Douthat’s Propaganda

If you go to Pollingreport.com and click on the “abortion” link, you can look at poll results on abortion going back years. You see that several of them break opinion into four categories, such as these from an ABC News/Washington Post poll from July 2011 (responding to the question “Do you think abortion should be legal in all cases, legal in most cases, illegal in most cases, or illegal in all cases?”):

  • Legal in all cases 19%
  • Legal in most cases 35%
  • Illegal in most cases 30%
  • Illegal in all cases 15%

What this says to me is that 54 percent of those polled are mostly opposed to criminalizing abortion, and 45 percent are mostly in favor of criminalization. A whopping 65 percent are not absolutists one way or another. And note that I’d probably put myself in the 65 percent, because I favor a clear gestational limit on elective abortion, per Roe v. Wade guidelines. That puts me in the “legal in most cases” category.
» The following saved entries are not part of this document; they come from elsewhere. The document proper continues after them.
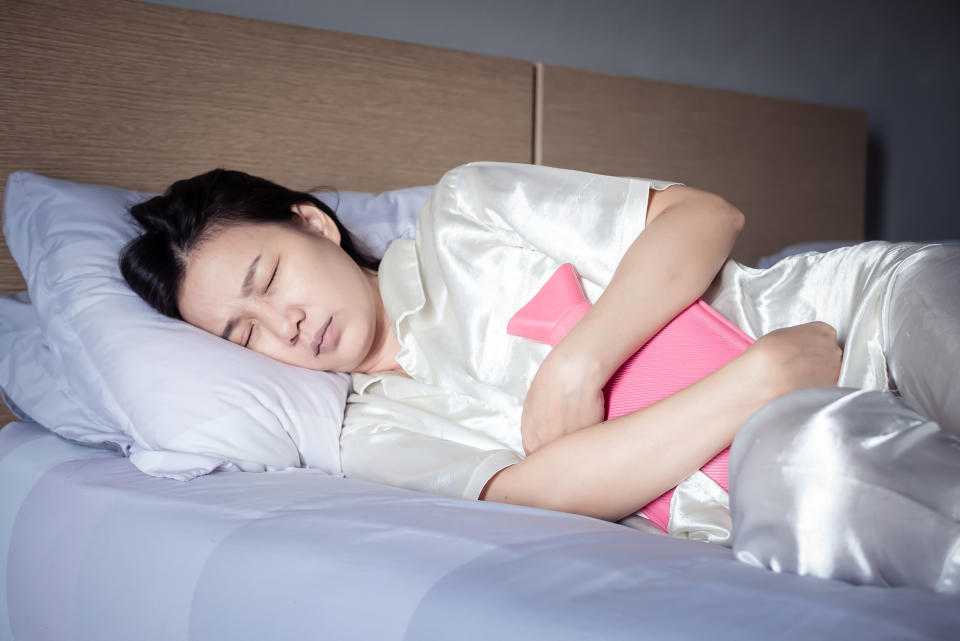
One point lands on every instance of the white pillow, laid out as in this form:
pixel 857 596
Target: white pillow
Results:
pixel 111 370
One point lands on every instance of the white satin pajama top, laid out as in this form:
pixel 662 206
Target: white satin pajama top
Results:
pixel 487 240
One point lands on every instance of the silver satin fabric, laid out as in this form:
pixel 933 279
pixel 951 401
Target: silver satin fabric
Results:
pixel 488 238
pixel 851 485
pixel 864 486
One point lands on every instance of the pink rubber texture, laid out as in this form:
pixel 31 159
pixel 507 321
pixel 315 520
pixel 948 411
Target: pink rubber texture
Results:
pixel 695 343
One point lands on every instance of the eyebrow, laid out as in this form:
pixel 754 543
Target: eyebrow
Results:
pixel 244 292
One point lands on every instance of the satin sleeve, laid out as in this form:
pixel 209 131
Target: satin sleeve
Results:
pixel 576 217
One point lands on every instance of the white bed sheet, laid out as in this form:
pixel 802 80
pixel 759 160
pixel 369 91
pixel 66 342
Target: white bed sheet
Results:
pixel 91 548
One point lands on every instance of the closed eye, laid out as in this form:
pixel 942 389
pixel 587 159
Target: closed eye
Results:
pixel 265 289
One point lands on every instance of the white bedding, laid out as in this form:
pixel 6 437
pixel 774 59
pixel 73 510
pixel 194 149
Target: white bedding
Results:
pixel 91 548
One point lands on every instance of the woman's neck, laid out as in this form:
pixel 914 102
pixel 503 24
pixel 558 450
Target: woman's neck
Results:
pixel 386 345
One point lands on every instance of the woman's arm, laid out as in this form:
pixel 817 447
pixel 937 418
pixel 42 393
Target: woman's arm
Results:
pixel 611 469
pixel 688 235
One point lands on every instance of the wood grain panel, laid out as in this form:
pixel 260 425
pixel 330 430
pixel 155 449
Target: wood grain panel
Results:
pixel 138 95
pixel 796 169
If we scroll down a little further, we find a Gallup poll from May 5-8, 2011 asking the question, “Do you think abortions should be legal under any circumstances, legal only under certain circumstances, or illegal in all circumstances?” According to that poll, the breakdown is:

  • Always legal 27%
  • Sometimes legal 50%
  • Always illegal 22%

Here, both groups of “mostlys,” both mostly legal and mostly illegal, are dumped into a middle ground. Gallup’s polls are, apparently, very popular with Fetus People, because they can be used to argue that all those people in the middle are on their side. However we see in other polls that more than half of the mostlys are “mostly legal,” not “mostly illegal.”

This is the game Douthat is playing in his most recent column, which blames “the media” for the recent Komen for the Cure flap. His basic argument is that nearly all Americans want abortion criminalized, and Komen’s crisis wouldn’t have happened had “the media” not stirred it up.
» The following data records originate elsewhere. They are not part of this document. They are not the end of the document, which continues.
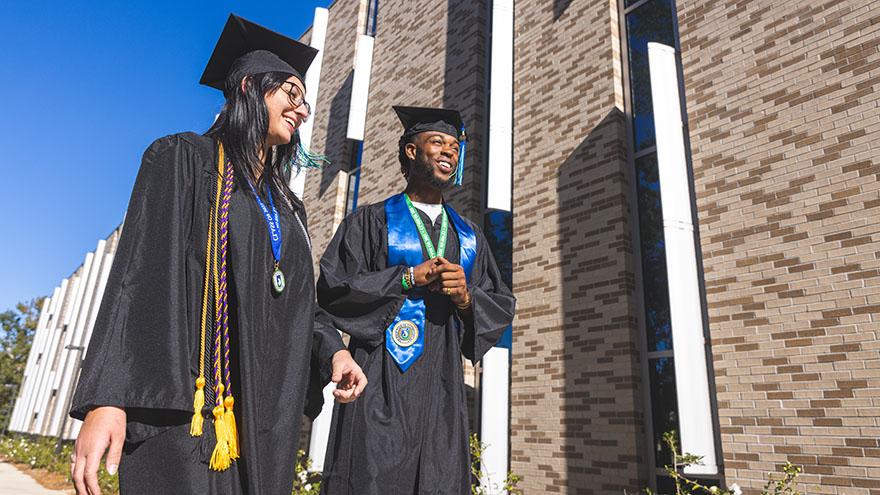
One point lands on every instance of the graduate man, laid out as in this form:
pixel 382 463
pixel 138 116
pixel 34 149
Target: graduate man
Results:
pixel 415 286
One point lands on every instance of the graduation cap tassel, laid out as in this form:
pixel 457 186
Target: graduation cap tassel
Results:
pixel 307 159
pixel 459 172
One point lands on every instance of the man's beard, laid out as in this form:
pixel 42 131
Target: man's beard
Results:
pixel 425 172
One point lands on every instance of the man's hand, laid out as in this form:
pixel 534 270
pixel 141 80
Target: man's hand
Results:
pixel 426 272
pixel 103 430
pixel 350 380
pixel 450 280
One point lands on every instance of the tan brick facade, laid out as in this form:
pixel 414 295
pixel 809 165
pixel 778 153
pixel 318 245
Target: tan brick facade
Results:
pixel 783 109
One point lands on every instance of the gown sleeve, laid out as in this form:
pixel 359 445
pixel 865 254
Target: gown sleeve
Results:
pixel 140 351
pixel 360 294
pixel 492 302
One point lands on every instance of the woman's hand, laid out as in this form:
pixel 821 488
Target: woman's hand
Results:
pixel 350 380
pixel 103 430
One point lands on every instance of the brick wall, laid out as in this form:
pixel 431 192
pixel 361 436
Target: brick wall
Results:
pixel 783 110
pixel 577 421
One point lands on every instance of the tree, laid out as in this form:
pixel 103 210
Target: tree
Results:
pixel 17 329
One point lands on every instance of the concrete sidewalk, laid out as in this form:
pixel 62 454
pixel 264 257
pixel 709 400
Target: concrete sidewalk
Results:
pixel 14 482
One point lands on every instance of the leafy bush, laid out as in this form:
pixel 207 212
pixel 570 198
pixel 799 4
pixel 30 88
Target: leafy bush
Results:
pixel 305 482
pixel 787 485
pixel 510 483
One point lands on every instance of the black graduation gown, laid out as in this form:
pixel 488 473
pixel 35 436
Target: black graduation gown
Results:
pixel 408 433
pixel 144 352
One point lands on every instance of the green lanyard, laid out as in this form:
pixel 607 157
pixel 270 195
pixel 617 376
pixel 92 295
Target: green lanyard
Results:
pixel 444 229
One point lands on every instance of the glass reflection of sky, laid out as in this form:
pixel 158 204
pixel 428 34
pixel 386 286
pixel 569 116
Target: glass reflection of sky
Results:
pixel 650 22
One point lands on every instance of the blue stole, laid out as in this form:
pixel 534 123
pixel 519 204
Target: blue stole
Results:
pixel 405 337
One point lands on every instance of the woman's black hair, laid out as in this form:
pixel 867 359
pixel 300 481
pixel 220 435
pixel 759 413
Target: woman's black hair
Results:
pixel 242 127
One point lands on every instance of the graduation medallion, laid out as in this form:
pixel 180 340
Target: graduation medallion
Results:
pixel 278 280
pixel 405 333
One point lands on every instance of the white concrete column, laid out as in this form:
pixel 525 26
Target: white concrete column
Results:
pixel 17 410
pixel 46 405
pixel 360 88
pixel 685 301
pixel 72 347
pixel 68 287
pixel 495 385
pixel 313 80
pixel 106 265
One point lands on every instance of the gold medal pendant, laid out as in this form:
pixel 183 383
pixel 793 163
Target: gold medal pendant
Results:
pixel 278 279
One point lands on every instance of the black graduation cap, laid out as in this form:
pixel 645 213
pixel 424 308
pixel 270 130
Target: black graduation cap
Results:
pixel 246 48
pixel 421 119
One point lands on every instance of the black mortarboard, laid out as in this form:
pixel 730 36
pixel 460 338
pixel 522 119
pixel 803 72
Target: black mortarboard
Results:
pixel 245 49
pixel 420 119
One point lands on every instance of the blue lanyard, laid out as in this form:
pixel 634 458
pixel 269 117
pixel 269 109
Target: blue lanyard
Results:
pixel 272 220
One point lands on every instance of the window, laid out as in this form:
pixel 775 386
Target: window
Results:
pixel 652 21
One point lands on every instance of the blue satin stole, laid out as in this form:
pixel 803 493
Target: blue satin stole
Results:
pixel 405 336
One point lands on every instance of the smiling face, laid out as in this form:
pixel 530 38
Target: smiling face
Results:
pixel 433 158
pixel 284 117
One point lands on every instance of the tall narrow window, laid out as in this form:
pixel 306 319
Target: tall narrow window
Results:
pixel 652 21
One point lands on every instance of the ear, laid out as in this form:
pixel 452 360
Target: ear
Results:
pixel 410 150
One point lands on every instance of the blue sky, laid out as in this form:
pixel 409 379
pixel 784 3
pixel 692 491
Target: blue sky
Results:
pixel 85 88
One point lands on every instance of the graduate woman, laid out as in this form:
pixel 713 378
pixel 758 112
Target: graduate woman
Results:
pixel 206 349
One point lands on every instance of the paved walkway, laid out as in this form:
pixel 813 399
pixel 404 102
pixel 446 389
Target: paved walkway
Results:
pixel 14 482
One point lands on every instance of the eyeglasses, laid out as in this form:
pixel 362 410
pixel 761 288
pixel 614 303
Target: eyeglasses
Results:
pixel 296 97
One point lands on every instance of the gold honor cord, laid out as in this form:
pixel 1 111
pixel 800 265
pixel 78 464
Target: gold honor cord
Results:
pixel 226 450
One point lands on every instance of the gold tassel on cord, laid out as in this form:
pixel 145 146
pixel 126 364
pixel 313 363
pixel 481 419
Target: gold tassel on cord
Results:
pixel 231 429
pixel 220 460
pixel 195 427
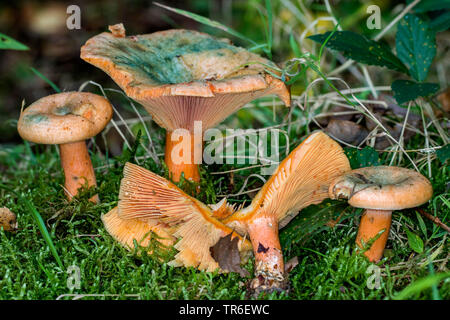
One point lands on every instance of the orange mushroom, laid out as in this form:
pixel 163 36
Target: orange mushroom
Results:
pixel 301 179
pixel 148 202
pixel 68 119
pixel 380 190
pixel 182 77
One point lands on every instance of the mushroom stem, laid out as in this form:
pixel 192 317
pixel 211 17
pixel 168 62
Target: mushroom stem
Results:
pixel 263 231
pixel 77 167
pixel 372 222
pixel 183 154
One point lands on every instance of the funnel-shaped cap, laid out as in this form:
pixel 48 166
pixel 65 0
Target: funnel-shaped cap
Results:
pixel 182 76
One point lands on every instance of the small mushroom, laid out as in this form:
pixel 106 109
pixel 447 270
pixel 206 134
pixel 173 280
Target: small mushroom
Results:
pixel 183 78
pixel 68 119
pixel 8 220
pixel 301 179
pixel 380 190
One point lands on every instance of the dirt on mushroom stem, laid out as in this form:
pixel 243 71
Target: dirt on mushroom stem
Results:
pixel 187 152
pixel 78 169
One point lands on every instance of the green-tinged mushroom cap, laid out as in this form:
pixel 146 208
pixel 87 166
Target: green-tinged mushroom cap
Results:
pixel 182 76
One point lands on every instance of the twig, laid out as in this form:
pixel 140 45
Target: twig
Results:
pixel 435 220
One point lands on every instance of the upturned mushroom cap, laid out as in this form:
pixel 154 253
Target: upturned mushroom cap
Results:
pixel 126 231
pixel 146 196
pixel 64 118
pixel 382 188
pixel 181 76
pixel 301 179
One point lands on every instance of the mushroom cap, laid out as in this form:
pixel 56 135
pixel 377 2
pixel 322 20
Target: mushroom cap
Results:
pixel 300 180
pixel 126 231
pixel 180 76
pixel 64 118
pixel 382 188
pixel 145 195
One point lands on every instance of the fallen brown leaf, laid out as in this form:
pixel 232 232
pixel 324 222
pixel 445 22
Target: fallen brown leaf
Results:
pixel 226 253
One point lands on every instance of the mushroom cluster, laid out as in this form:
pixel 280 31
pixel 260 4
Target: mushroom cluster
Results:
pixel 380 190
pixel 303 178
pixel 183 79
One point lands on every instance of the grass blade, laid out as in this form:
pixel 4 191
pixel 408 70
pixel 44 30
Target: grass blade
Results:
pixel 40 223
pixel 421 285
pixel 8 43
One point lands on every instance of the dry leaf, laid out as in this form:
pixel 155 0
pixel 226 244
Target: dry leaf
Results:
pixel 226 253
pixel 347 131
The real story, of course, is that it wasn’t professional news media that slammed down Komen’s decisions, but vast numbers of people who took to Twitter and Facebook and howled bloody murder about it. Komen’s own affiliate chapters were denouncing the decision, for pity’s sake. One suspects a majority of women who care deeply about women’s health issues are pro-choice, since the Fetus People mostly don’t care if women are dropping dead in the streets as long as they aren’t getting abortions.
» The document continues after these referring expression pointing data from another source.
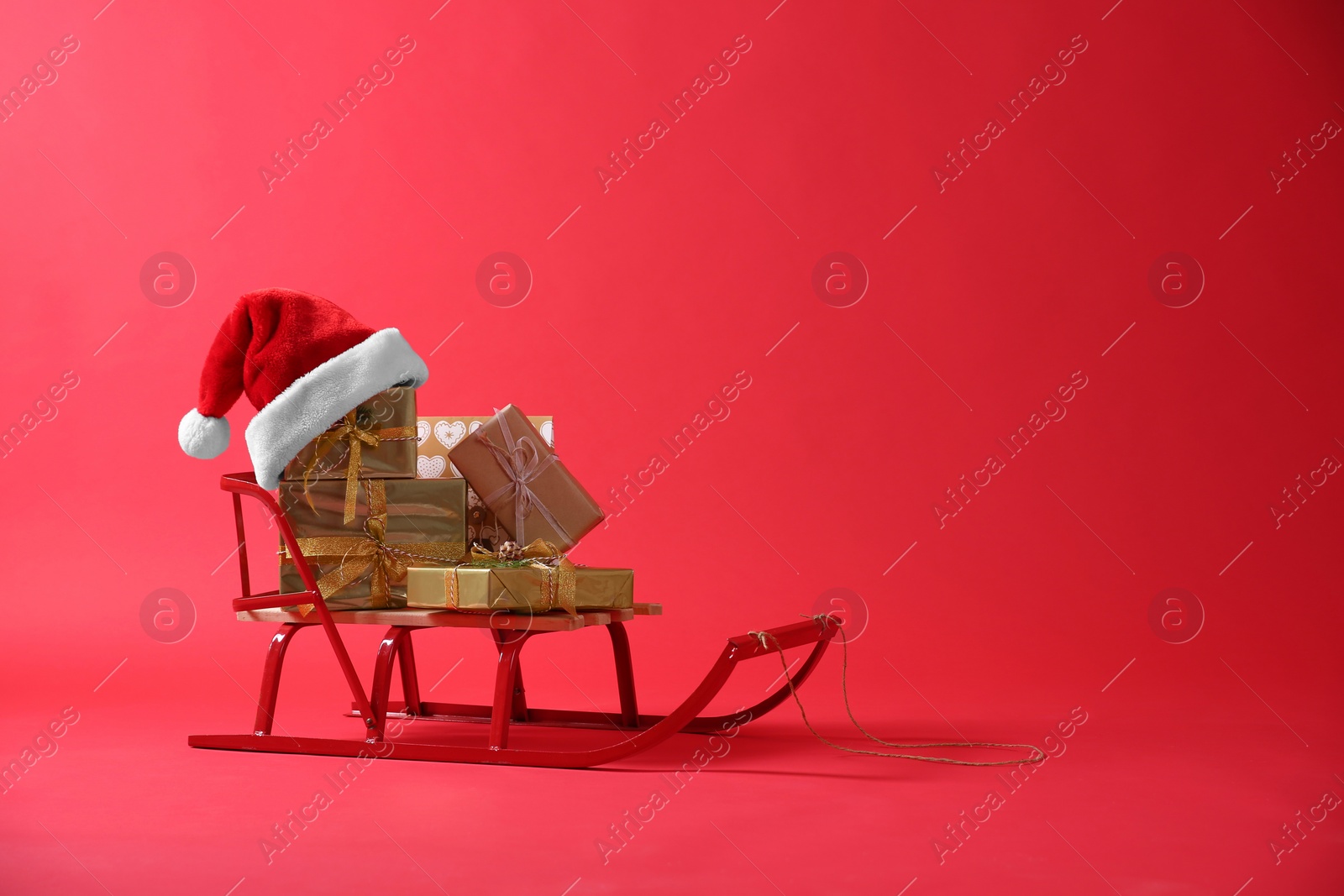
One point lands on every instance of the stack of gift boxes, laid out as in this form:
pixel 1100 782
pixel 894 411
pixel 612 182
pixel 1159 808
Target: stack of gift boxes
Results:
pixel 472 513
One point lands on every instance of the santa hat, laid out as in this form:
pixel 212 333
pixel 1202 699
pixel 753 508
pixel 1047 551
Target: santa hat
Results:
pixel 304 364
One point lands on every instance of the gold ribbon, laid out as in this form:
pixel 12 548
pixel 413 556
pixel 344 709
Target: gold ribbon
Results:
pixel 371 553
pixel 356 437
pixel 559 584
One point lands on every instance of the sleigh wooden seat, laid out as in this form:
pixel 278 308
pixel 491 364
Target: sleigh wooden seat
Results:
pixel 510 631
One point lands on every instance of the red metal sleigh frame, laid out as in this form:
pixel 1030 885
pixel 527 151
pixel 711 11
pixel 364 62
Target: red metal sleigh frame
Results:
pixel 510 707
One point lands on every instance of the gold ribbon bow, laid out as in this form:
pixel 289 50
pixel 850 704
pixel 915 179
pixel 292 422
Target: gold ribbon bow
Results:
pixel 371 553
pixel 522 463
pixel 356 436
pixel 559 584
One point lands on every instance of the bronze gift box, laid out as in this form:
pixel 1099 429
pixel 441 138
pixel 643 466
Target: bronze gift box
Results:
pixel 524 483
DougJarvus Green-Ellis argues that Douthat’s whining is typical of someone who has just been spanked. He also says —

The Chunky one cites some poll numbers about how many Americans identify as pro-life, but that’s neither here nor there: reproductive rights has been a great issue for Republicans for 30 years even though polls show that the country has been split, tending slightly towards pro-choice, during that time. The reason is that pro-lifers think that if Republicans wink at them and say “Dred Scott”, they’ll over-rule Roe v. Wade, whereas pro-choicers think that Roe v. Wade will never be overturned (they’re probably right) and, if they have money, that they or their daughter can go to Mexico or Canada if need be (they’re probably right here too)…so pro-lifers vote the issue and pro-choicers don’t.

For this reason, conservatives like Douthat think that all talk of reproductive rights helps their cause, no matter what the MSM says. They’re wrong. Republicans have found a sweet spot on the issue, where their side is fired up and the other side is complacent. But that’s only on abortion. As soon as the debate expands to include access to contraceptives or cancer screenings, the terrain shifts, and probably not to a place that is as favorable for them as the current terrain.

My suspicions are that the “sweet spot” will work only as long as the Fetus People don’t actually get their wish. As long as middle-class American women have access to legal abortions, even if they have to drive to another state, people will more or less put up with the status quo and tolerate the shenanigans of the anti-reproductive rights crowd. As it is, a lot of poor women in states like Mississippi must effectively be cut off from legal abortions, although we’re not hearing much about it.

But, IMO, if middle-class women ever thought they’d lose access to legal abortions entirely, the game would be over, and the Fetus People would find themselves swiftly and eternally cast into political purgatory. What was done to Komen was just a preview.